The more than 8,000 attendees at this year’s sold-out Portland Book Festival enjoyed a perfect fall day in the South Park Blocks. The sun filtered through vibrant shades of red, yellow, and orange, the fall foliage of the Park Blocks’ elm, oak, and maple trees at peak color.
It was warm enough not to wear a coat while walking from one presentation to another. As attendees sped from one event to the next Saturday, a woman sat on a bench, painting a watercolor. A street performer spun a black-and-white umbrella as people passed by.
It was far from the imagery of a war-ravaged, lawless, hellscape of a city painted by the federal administration in an effort to justify the deployment of the National Guard.
Portland often finds itself in the national spotlight for reasons both good and bad, from coverage of restaurants with James Beard-nominated chefs to the nightly Black Lives Matter protests in the summer of 2020.
In late September, Portland once again was in national news when President Donald Trump announced he would deploy the National Guard to protect the Immigration and Customs Enforcement (ICE) facility in Southwest Portland, which has been the locus of protests this year.

To justify the deployment, the president used phrases like “war-ravaged” and “bombed out” to describe Portland, describing it as a city experiencing unparalleled urban blight, decline, and violence.
The book festival attendees Oregon ArtsWatch spoke with universally disagreed with such characterizations.
“I mean look, right?” Chris Boyer, 73, said, referencing the beautiful fall day and the festive atmosphere.

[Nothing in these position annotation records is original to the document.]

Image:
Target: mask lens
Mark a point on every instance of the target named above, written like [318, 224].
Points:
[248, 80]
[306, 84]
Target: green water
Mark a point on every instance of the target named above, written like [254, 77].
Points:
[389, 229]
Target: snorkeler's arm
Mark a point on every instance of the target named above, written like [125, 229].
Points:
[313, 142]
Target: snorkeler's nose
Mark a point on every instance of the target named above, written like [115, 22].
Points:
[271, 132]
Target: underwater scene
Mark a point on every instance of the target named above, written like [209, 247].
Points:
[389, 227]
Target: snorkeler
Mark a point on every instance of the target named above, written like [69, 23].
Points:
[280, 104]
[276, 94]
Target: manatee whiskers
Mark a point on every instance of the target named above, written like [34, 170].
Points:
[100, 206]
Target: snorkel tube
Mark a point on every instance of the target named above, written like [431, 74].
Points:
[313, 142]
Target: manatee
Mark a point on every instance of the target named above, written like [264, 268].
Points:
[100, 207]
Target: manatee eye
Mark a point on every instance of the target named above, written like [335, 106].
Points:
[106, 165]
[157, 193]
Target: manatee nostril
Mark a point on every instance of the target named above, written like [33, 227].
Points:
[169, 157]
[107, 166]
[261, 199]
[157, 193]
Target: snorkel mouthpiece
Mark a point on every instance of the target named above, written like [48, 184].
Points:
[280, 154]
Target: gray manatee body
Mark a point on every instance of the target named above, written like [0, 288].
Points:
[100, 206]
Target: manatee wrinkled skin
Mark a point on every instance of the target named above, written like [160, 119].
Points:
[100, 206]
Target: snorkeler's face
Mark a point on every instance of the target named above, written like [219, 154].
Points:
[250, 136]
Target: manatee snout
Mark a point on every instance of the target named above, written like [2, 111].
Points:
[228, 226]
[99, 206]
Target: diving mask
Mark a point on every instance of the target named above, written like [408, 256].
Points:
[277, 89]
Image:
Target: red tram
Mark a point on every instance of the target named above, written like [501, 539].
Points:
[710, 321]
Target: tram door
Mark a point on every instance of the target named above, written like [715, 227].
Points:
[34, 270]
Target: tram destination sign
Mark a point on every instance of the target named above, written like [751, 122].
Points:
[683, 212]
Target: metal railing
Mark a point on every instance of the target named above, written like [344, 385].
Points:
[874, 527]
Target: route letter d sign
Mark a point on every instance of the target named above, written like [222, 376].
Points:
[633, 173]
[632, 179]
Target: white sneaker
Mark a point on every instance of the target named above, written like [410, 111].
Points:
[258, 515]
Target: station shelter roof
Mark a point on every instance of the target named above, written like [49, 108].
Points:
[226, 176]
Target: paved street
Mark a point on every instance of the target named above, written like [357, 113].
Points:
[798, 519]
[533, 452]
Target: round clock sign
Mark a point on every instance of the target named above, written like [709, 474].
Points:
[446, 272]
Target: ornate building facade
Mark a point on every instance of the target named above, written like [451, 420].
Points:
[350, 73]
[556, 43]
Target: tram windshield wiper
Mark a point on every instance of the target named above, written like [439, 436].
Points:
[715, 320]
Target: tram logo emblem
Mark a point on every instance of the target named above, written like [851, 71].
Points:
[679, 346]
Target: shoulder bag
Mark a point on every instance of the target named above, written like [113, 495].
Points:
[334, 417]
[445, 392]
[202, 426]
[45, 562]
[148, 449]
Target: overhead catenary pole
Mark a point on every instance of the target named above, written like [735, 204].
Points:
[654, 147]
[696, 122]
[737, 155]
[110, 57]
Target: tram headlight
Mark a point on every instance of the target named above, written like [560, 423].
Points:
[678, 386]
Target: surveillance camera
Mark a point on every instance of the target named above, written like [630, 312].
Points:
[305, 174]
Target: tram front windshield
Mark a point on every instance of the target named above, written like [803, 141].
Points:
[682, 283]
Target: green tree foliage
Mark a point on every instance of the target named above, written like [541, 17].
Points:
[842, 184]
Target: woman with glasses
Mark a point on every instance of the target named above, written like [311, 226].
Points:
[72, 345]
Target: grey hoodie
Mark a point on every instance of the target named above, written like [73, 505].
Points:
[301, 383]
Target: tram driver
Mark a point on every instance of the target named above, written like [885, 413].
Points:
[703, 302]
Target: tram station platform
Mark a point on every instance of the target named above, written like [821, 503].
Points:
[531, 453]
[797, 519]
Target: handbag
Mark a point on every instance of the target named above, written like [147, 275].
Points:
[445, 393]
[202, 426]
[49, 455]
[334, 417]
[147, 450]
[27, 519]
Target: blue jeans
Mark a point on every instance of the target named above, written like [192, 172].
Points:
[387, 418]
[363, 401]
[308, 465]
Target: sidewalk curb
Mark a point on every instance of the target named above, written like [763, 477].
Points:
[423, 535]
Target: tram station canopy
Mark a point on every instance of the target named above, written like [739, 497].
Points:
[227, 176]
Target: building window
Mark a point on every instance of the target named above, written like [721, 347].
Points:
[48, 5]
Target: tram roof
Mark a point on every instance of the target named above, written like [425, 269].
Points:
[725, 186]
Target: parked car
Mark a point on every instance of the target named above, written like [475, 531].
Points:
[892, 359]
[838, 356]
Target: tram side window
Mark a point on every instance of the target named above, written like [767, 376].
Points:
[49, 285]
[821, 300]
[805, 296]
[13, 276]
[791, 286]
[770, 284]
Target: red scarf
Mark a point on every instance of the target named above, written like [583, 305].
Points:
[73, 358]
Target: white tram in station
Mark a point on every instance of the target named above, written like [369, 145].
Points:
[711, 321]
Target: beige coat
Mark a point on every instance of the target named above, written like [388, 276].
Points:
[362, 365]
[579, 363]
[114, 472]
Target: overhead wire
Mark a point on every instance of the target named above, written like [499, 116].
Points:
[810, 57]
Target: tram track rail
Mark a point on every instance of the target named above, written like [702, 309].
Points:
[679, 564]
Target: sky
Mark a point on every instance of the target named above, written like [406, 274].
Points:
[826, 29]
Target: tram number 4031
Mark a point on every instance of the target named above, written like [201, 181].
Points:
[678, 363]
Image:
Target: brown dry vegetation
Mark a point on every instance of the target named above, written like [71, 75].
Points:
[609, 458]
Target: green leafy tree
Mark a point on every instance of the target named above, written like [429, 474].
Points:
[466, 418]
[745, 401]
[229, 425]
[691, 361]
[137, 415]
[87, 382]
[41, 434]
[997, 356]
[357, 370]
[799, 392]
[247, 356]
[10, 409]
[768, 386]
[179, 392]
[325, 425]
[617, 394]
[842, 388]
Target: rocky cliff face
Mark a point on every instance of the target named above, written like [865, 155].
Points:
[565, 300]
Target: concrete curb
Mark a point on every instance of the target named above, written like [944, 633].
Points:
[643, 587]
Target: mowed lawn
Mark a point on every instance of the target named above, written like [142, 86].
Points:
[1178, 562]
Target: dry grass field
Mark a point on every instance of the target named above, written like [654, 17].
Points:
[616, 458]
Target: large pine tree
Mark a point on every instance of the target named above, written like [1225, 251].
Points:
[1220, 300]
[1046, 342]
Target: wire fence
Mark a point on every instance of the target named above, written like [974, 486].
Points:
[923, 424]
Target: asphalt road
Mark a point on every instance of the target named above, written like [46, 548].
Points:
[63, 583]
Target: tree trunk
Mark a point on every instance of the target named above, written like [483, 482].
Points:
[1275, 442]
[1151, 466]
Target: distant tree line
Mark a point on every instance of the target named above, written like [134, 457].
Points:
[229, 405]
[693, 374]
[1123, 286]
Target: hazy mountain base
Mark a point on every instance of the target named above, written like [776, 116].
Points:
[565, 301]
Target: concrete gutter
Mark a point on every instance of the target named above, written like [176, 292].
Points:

She and her daughter, Emily Johnson, 40, sat on the concrete wall lining the steps between the Portland’5 Center for the Arts and the Arlene Schnitzer Concert Hall, looking at the festival schedule and deciding which event they would attend next.
Both Boyer and Johnson laughed as Boyer spoke. “The last time we were here, we were making jokes,” Johnson said, about being in an “active war zone.” But, she said, “it’s just the complete opposite.”
“It’s my first time visiting and I don’t feel unsafe,” Randi Holtzclaw, 37, said.
Holtzclaw, along with friends Clinton Collins, 35, and Cassie Rayner, 37, took a road trip to attend the Portland Book Festival. Collins drove from his home in Reno to Susanville, Calif., where he picked up Holtzclaw and Rayner. The three made the 7.5-hour trip north to attend the Portland Book Festival and spend the weekend in Portland.
“Portland is a really warm place in my heart,” Collins said. “It’s always been a super inviting, warm town whenever I’ve been here.”
“The people are so unapologetically themselves that it unconsciously gives you permission to take up a little bit more space and be a little bit more of yourself,” Rayner said. “It’s nice to be in that environment.”
Other people traveled not quite as far as California and Nevada to attend the festival. Willow, 18, and her friend Kyla, 16, said they come to downtown Portland from their homes in White Salmon and Skamania, Wash., two or three times a month to attend author events, go to Powell’s Books, and hang out with their friends.
“It’s special here,” Willow said. “It’s astonishing that some people who have never been here make opinions.”
Kyla said she has traveled a lot, and Portland “is one of the most welcoming cities I’ve been to,” she said. “I think homelessness is an issue. It’s a little concerning.” But, she said, “I’ve never felt unsafe.”
Johnson, who attended the festival with her mother, attended Portland State University in the early 2000s. “There’s been so much growth since the time I went to school in the early 2000s. Everywhere, there are these economic realities that are really hard for everybody … with not getting their needs met.”

But none of that is indicative of danger or anything rising to the level of insurrection or riot, two reasons that the president is legally allowed to deploy the National Guard to a domestic city.
“It feels very extreme, and nowhere is really that way,” Johnson said.
Her mother, Boyer, said people should be more discerning and critical of what they learn via national news and other avenues, and question that information’s veracity. “What have you seen?” Boyer said. “Is that true?”
Another festival attendee, Caitlyn Jamieson would agree. “I had a lot of people reach out especially in the past couple weeks [writing], ‘I hope you’re safe.’ Safe from what, you know?” she said, laughing.

She, too, wants people, both in Portland and around the country, to engage in more critical thinking and empathy when evaluating the information they hear. “Rather than send me a text that says ‘I hope you’re okay,’ be like, ‘what’s really going on?’” she said.
The facts surrounding the protests at Portland’s ICE facility –– including the degree of violence that characterized them –– played a central role in the rulings issued by Judge Karin J. Immergut, a federal judge in the Oregon U.S. District Court who presided over the legal suit brought by the State of Oregon challenging the National Guard’s deployment.
On Nov. 7, she issued a permanent injunction to the deployment of the National Guard in Portland, finding that the president exceeded his authority in ordering the deployment. The permanent block follows temporary restraining orders Immergut issued, including one in early October, in which she wrote, “the President’s determination was simply untethered to the facts.”